Regarding the 12th subject: With 23.012.940 valid votes that account for 72.52% of the paid up share capital, approved by 23.012.940 votes in favour, representing a 100% majority of shares represented and voting, the conclusion of agreement with the organizing bank issuing common collateralized bond (further "Loan") within the meaning of L.3156/2003, totaling up to forty-six million five hundred thousand euro (€ 46.500.000), in order to refinance existing bank debt of the Company.

In particular, it was decided as above that collaterals that will grant ELGEKA to secure the claims of bondholders, the total amount of which will be equal at least to 85% of the outstanding balance of "Loan", will be the following:

1.    Mortgage of A' class and series up to the amount of 17 million one hundred thousand euro (€ 17.100.000) plus interest and expenses on fixed assets of ELGEKA (including within these inextricably linked with the buildings mechanical equipment).

2.    Pledging - assignment of receivables from insurance claims under insurance contracts of insurance of the above property and within these mechanical equipment.

3.    Recommendation of varying security of L.2844/2000 on ELGEKA's business receivables, of total value up to the amount of three million euro (€ 3.000.000).

4.    Recommendation of varying security of L.2844/2000 on ELGEKA's inventories (finished and semi-finished products, raw and auxiliary materials) totaling up to the amount of four million euro (€ 4.000.000) throughout the duration of the "Loan".

5.    Pledge of all shares held by "ELGEKA CYPRUS LTD" (100% subsidiary of ELGEKA) of companies: (a) "GATEDOOR HOLDINGS LTD" (under Cypriot law) (b) "ELGEKA FERFELIS ROMANIA SA" (under Romanian law) and (c) "GATEDOOR HOLDINGS COM SRL" (under Romanian law), of total value sixteen million two hundred thousand euro (€ 16.200.000) approximately (based on estimations).

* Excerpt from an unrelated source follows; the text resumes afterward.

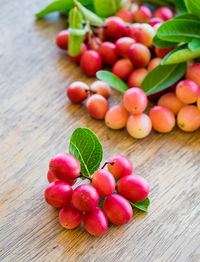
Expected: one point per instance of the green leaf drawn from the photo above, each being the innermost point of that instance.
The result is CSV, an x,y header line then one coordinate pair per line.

Finally approved the above material terms for the issuance of the specific "Loan" and authorized the Board of Directors to:

a) Specify the other terms of the "Loan" drafting the program of the terms of issue, in accordance with article 1, par.3 of the L.3156/2003 and b) To authorize the persons that will sign the program of the terms of issue of "Loan", the necessary contracts and all kinds of documents for the creation of collateral, the titles of the bonds to be issued and any other documents that will be required to complete the issue of "Loan", including any potential future amendments.

Regarding the 13th subject: With 23.012.940 valid votes that account for 72.52% of the paid up share capital, approved by 23.012.940 votes in favour, representing a 100% majority of shares represented and voting, pursuant to paragraphs 2 and 4 of article 23a of C.L. 2190/1920 the concluded, since 02/01/2013, contract between the Company and an Executive member of Board of Directors concerning the provision of independent consulting services, for a specific time period, on the implementation of the various activities of the Company and the Group. The duration of this contract is six months and the fee is five thousand euro (€ 5.000) per month, totaling thirty thousand euro (€ 30.000).

Regarding the 14th subject: Shareholders were informed of matters relating to the progress of the Company and of its subsidiaries and, in general, the prospects of the Group.